For reasons I still can’t explain, I continued on my way to work. I got off at 14th street and sat down on a bench to wait for the N/R. Watching my Q train leave the station, I could stare into the faces of everyone on it as they went by. Solemn. Sober. Shaken. The N/R came and I continued to work, still contemplating this terrible “accident”.
More confusion followed. No one in the office had any definitive information. No one had a television. The web sites were all slammed with traffic and impossible to reach. A few people had radios and we listened as accounts came in. We found out that there were two planes. Then we heard about the first collapse. I had to ask several people to confirm that it had collapsed completely. I couldn’t believe it. Then the second one. Manager’s Meetings every five minutes. Varying strategies. Stay put. Don’t leave. Call the people who aren’t here. Tell them to stay home. We’ll keep you informed…
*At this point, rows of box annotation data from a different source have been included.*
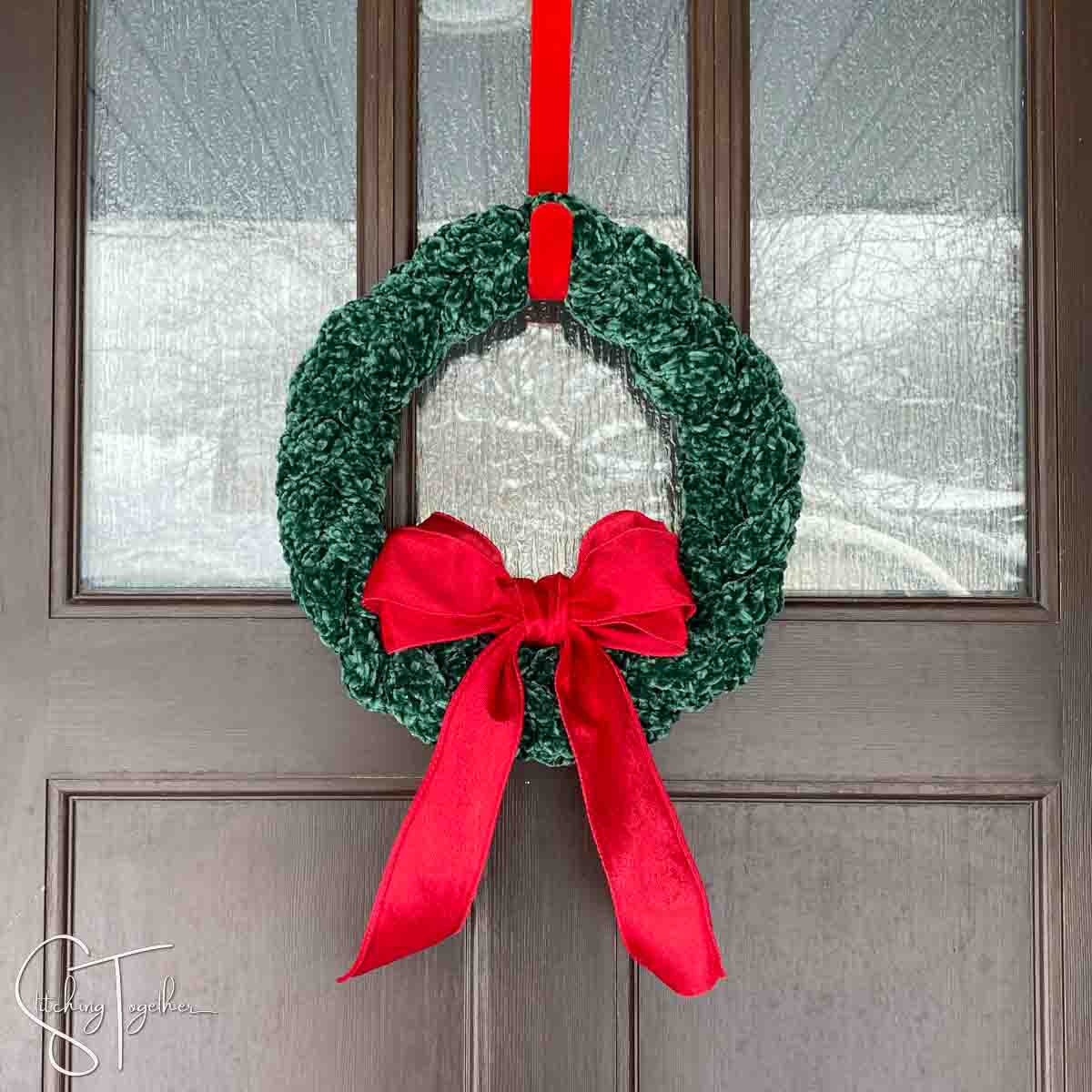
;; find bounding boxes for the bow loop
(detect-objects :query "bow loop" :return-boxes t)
[339,512,724,995]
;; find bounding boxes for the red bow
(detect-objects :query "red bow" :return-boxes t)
[339,512,724,995]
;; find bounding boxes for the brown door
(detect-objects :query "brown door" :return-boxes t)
[0,0,1092,1092]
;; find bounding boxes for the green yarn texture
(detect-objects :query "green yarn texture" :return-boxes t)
[278,195,804,765]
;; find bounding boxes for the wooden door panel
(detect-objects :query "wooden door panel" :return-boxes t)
[637,801,1036,1092]
[40,617,1061,780]
[50,782,470,1092]
[474,766,629,1092]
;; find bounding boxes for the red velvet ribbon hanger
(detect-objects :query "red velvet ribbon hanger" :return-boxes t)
[528,0,572,300]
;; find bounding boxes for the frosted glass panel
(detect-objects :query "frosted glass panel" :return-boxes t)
[416,0,689,577]
[750,0,1027,595]
[81,0,356,588]
[417,305,678,577]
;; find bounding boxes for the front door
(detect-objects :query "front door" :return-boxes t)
[0,0,1092,1092]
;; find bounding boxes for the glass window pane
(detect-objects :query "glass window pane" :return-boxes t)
[416,0,689,577]
[750,0,1027,595]
[81,0,356,589]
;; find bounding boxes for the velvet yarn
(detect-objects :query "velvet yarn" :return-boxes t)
[277,193,804,765]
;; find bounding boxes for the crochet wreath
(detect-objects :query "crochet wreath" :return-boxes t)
[278,193,804,765]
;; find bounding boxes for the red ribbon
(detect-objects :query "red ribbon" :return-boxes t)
[339,512,724,995]
[528,0,572,300]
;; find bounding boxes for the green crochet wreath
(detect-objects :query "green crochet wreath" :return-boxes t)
[278,195,804,765]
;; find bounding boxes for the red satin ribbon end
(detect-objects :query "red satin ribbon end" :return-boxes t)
[528,201,572,301]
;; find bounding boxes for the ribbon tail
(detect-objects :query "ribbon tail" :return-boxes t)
[557,627,724,997]
[338,632,523,982]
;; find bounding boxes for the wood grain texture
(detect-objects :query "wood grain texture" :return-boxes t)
[57,797,464,1092]
[1053,0,1092,1092]
[653,622,1061,780]
[638,803,1036,1092]
[0,0,56,1092]
[38,619,1060,780]
[475,769,628,1092]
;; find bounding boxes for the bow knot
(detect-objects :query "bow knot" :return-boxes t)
[515,572,569,648]
[339,512,724,994]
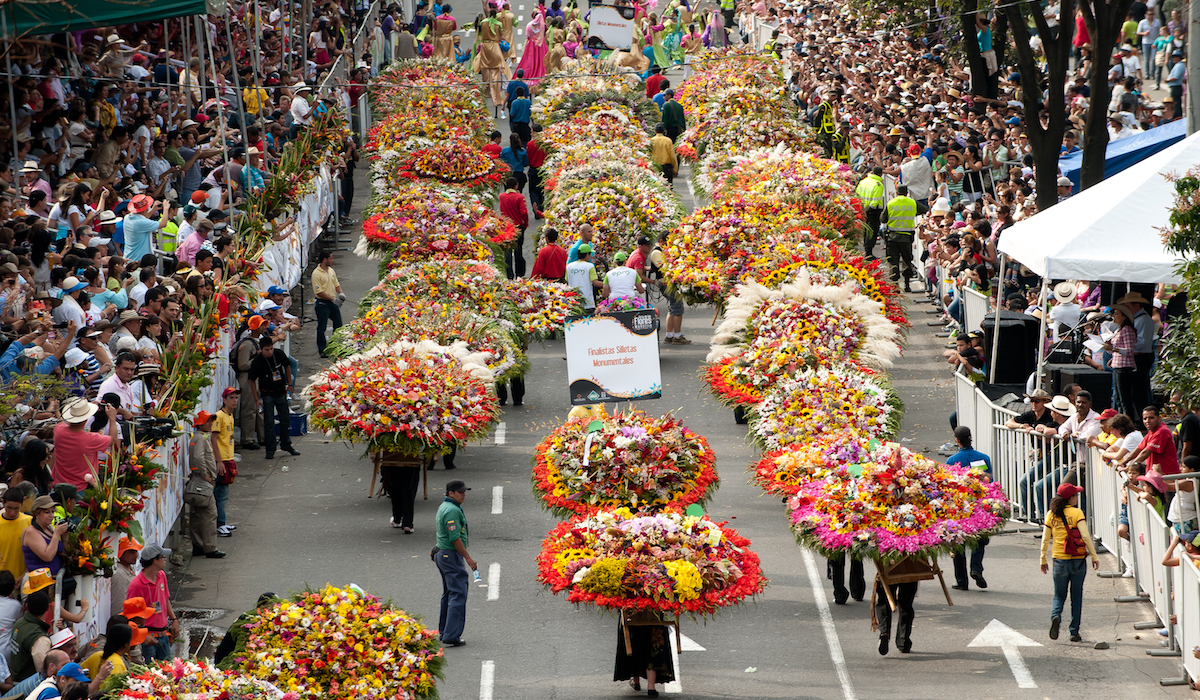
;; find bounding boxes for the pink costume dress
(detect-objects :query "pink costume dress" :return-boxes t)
[517,7,550,85]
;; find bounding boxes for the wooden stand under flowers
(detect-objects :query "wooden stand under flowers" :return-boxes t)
[875,556,954,612]
[620,609,683,656]
[367,453,437,501]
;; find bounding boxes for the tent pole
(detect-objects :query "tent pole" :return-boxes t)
[1033,276,1050,389]
[0,8,22,187]
[988,253,1006,384]
[225,14,250,150]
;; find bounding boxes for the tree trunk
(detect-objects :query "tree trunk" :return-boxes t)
[1079,0,1145,190]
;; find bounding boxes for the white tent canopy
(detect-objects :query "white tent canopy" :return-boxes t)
[1000,133,1200,282]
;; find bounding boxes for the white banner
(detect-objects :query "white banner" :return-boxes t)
[566,309,662,406]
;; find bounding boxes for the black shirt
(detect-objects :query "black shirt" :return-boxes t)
[250,348,290,396]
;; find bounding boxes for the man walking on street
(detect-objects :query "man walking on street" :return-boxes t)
[250,336,300,460]
[859,166,883,261]
[433,479,479,646]
[312,250,346,358]
[946,425,991,591]
[126,543,179,662]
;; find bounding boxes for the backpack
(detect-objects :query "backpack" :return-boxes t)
[229,336,258,372]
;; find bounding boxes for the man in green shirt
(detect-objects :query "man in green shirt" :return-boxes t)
[433,479,479,646]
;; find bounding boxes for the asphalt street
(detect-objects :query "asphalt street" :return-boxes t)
[174,68,1190,700]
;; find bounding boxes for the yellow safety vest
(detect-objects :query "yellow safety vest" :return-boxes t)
[888,197,917,233]
[854,174,883,209]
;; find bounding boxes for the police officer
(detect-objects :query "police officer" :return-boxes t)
[882,185,924,292]
[854,166,883,259]
[432,479,479,646]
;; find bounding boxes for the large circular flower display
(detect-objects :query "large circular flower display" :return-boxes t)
[222,586,445,700]
[538,508,767,616]
[750,366,900,449]
[304,340,500,456]
[533,411,718,515]
[788,443,1010,561]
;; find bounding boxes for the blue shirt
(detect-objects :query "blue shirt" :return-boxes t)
[946,449,991,478]
[509,97,532,124]
[124,214,158,261]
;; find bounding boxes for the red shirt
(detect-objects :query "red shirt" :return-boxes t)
[1138,424,1180,474]
[126,569,170,630]
[529,243,566,282]
[500,192,529,229]
[646,73,666,97]
[50,423,113,491]
[526,140,546,168]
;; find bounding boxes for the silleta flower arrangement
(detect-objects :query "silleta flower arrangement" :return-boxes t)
[538,508,767,616]
[223,585,445,700]
[103,659,288,700]
[750,366,900,450]
[788,443,1010,561]
[750,432,880,496]
[505,277,583,340]
[533,411,718,516]
[706,274,900,369]
[304,340,500,456]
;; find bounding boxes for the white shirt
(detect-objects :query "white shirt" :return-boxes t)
[564,261,596,309]
[605,265,637,299]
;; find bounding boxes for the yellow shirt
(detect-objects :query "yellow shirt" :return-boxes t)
[79,651,126,678]
[0,513,34,581]
[212,408,233,462]
[312,265,338,299]
[1042,505,1100,564]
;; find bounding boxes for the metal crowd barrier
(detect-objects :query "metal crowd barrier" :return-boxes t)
[955,376,1200,686]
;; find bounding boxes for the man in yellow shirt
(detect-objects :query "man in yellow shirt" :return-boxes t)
[312,250,346,358]
[211,387,241,537]
[0,487,32,581]
[650,124,679,184]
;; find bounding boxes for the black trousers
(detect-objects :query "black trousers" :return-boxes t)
[863,209,883,257]
[379,467,421,527]
[826,555,866,605]
[887,231,916,282]
[875,579,918,647]
[496,377,524,406]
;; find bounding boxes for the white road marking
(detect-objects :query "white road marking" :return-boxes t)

I spent a great deal of time pacing around. The phones were all busy. I talked to some people wanting to have something interesting or engaging to say. Nothing. Then my phone rang. “How did you get to work?” the voice asked. I realized that it was a friend who works a few blocks away. “I don’t know” I said, and described my commute. As I had already done several times that morning. Repeating the same story over and over as if that would help it to sink in or make some sense. Like I’m doing now. Again, I didn’t know what to say. “Do you wanna meet in the park?” I asked. So we met and sat in Madison square park. I was amazed at the numbers of people out wandering. Sort of a mass migration uptown. We sat on the bench and just kept asking each other “what do you do?”, “I mean, what is this?”, “How does this happen?” We went to the bodega where I go everyday. I got my same sesame bagel with cream cheese and grapefruit juice that I get every day. It was a surreal moment walking out with my usual brown paper bag, walking against the flow of thousands of people coming up Park Ave South as I went back to my office.
The building where I work is being demolished for renovation. For the past several months I have watched workers take filing cabinets, plumbing, office furniture, miscellaneous strips of metal, acoustical tile, chunks of asbestos, electrical wiring, et cetera out of the building in large metal carts to be crushed and and carried off in gigantic garbage trucks. The entire building (with the exception of our floor) has been completely stripped. Down to the concrete columns that support it. As I walked back to my building, I looked down Park Avenue at the gigantic plume of smoke and dust. I paused in the median and then continued back up to my office. On my way up the elevator, my cellphone beeped. My daily haiku had arrived – only a few hours behind schedule.
I got home that day around 3:00. When I emerged from the subway station in Brooklyn I immediately noticed the smell of burning plastic. I went to donate blood but they were full. I think I’m O negative. But I’m not sure. They told me to come back the next day. I spent the rest of the day glued to the one television station we still receive since everything was broadcast off the antenna on the north tower of the WTC.
I haven’t seen a commercial in over 48 hours.